Интересно, что слово “фетишизм” мелькнуло уже и в советской критике в связи с катаевской хроникой, — хотя, конечно, тут же вызвало гневные возражения… Действительно, для Катаева бетон — это как бы некое божество, требующее жертв… Катаевские рабочие борются за строительство, как рыцари шли в крестовые походы: дойти в Иерусалим — и умереть; побить мировой рекорд по бетону и как бы раствориться в радостном трепете…»
Роман выпустило крупное нью-йоркское издательство «Фаррар и Рейнгарт». Откликнулись практически все американские рецензенты. Кто-то назвал роман важнее, «чем десяток книг, написанных всякого рода экспертами». «Катаев пишет смело, уверенный в своей правоте», — отмечал обозреватель «Нью-Йорк тайме бук ревью» Питер Монро Джек. «Катаев пишет историю борющихся людей в новой стране», — сообщал в «Нью рипаблик» критик Мальколм Каули.
Как бы то ни было, но прорыв Магнитки стал известен на всю страну: 26 июня 1931 года бригада Галиуллина (в романе — Ханумов) выдала за смену рекордное количество замесов бетона. Кстати, первая глава в катаевском романе была пропущена, превратившись в эпилог, не из кокетства, а по той причине, что качество бетона стало понятно лишь через неделю. Да и скорость строительства всего комбината оказалась рекордной.
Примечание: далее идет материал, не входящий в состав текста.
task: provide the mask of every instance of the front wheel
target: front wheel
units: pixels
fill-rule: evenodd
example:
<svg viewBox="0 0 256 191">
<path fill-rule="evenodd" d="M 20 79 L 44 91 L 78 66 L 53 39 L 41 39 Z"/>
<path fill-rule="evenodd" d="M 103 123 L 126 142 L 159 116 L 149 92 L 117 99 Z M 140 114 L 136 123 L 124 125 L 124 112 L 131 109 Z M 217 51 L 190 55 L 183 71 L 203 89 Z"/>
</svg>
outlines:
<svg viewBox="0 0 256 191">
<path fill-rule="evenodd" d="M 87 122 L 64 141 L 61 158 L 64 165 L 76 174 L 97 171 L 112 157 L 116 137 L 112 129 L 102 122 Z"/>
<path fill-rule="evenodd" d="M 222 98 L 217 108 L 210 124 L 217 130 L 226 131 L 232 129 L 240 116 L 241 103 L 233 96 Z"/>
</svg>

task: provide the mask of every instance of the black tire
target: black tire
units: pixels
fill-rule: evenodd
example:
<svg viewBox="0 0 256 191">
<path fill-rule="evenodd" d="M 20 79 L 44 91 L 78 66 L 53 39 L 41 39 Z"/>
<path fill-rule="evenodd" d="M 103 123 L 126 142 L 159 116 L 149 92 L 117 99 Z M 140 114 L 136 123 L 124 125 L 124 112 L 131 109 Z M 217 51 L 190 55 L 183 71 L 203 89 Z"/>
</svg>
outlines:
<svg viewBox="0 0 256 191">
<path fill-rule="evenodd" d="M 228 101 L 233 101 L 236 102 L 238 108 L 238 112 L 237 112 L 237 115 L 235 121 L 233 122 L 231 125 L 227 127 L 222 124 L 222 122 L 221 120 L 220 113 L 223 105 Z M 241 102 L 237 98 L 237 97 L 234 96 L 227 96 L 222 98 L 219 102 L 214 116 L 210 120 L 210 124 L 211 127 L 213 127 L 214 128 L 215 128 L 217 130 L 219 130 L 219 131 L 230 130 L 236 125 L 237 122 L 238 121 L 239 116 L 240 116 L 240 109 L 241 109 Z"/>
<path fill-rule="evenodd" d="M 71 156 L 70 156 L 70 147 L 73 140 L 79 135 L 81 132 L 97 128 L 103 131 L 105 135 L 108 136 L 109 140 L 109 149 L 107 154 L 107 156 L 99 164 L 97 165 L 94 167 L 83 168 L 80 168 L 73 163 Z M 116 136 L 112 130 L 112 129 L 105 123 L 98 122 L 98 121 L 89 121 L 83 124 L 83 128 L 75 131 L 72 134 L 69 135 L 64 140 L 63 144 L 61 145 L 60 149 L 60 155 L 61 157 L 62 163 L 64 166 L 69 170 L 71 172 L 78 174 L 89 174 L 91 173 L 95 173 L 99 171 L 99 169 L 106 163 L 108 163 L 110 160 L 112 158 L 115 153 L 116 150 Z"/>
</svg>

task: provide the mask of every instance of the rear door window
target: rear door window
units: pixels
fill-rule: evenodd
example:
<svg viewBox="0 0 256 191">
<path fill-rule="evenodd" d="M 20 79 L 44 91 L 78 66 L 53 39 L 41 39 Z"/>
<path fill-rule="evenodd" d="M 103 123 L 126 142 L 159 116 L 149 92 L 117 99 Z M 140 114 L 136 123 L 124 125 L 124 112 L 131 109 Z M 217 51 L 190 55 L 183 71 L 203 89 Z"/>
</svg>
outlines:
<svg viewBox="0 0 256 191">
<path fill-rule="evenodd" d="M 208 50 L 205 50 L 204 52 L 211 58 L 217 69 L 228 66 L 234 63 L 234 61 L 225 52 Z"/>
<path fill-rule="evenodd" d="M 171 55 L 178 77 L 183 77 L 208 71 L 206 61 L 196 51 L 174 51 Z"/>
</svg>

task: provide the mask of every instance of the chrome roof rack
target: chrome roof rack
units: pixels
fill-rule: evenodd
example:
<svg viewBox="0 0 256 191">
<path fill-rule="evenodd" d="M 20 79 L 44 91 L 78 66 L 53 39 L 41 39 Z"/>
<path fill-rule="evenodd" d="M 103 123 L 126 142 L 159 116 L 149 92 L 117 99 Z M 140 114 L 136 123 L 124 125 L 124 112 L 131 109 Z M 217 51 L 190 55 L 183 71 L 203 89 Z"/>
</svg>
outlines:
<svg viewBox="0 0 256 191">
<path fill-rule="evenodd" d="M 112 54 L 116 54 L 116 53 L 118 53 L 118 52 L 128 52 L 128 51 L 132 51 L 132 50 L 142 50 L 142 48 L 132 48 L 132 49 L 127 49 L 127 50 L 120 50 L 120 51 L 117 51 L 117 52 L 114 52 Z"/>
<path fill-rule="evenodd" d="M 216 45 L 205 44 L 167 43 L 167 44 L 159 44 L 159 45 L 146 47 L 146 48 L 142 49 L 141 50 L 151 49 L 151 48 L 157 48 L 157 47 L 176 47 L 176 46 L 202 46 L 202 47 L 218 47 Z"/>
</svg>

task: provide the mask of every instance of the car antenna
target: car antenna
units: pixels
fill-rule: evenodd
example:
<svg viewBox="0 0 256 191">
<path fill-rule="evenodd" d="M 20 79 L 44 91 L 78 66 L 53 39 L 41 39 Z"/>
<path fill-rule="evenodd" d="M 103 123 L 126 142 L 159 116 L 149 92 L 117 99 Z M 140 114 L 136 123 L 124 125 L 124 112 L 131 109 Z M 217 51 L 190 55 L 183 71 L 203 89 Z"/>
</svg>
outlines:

Впрочем, уже в 1934 году Алексей Гарри в «Литературной газете» в статье «Жертвы хаоса» ставил под сомнение героизм, изображенный Катаевым: «Бетонная истерика в конечном итоге стоила Советскому Союзу немало денег. И “герой” этой весьма печальной, но и очень поучительной эпопеи, корреспондент РОСТА в Магнитогорске (в романе — Винкич), в течение двух лет бомбардировавший советскую печать беспринципной и выхолощенной информацией о величайшей стройке в истории новой техники, несомненно, несет очень значительную долю ответственности за заблуждение отдельных горячих умов… В. Катаев заблудился в хаосе».
Строителей ждали разные судьбы. Якова Гугеля (управляющего Магнитостроем) расстреляли в 1937 году, главного инженера Василия Сапрыкина приговорили к ссылке (но в 1941-м полностью оправдали). О своем герое-инжене-ре Катаев говорил: «Представляю, чем он должен был кончить — осуждением за шпионаж и вредительство». Тамаркин (романный Маргулиес) действительно кончил жизнь трагически. В 1937-м, по утверждению писателя Александра Авдеенко, «не желая разделить судьбу репрессированного начальника Уралвагонстроя Марьясина, он поцеловал спящую жену, пошел на строительную площадку и приложил руки к обнаженным высоковольтным проводам».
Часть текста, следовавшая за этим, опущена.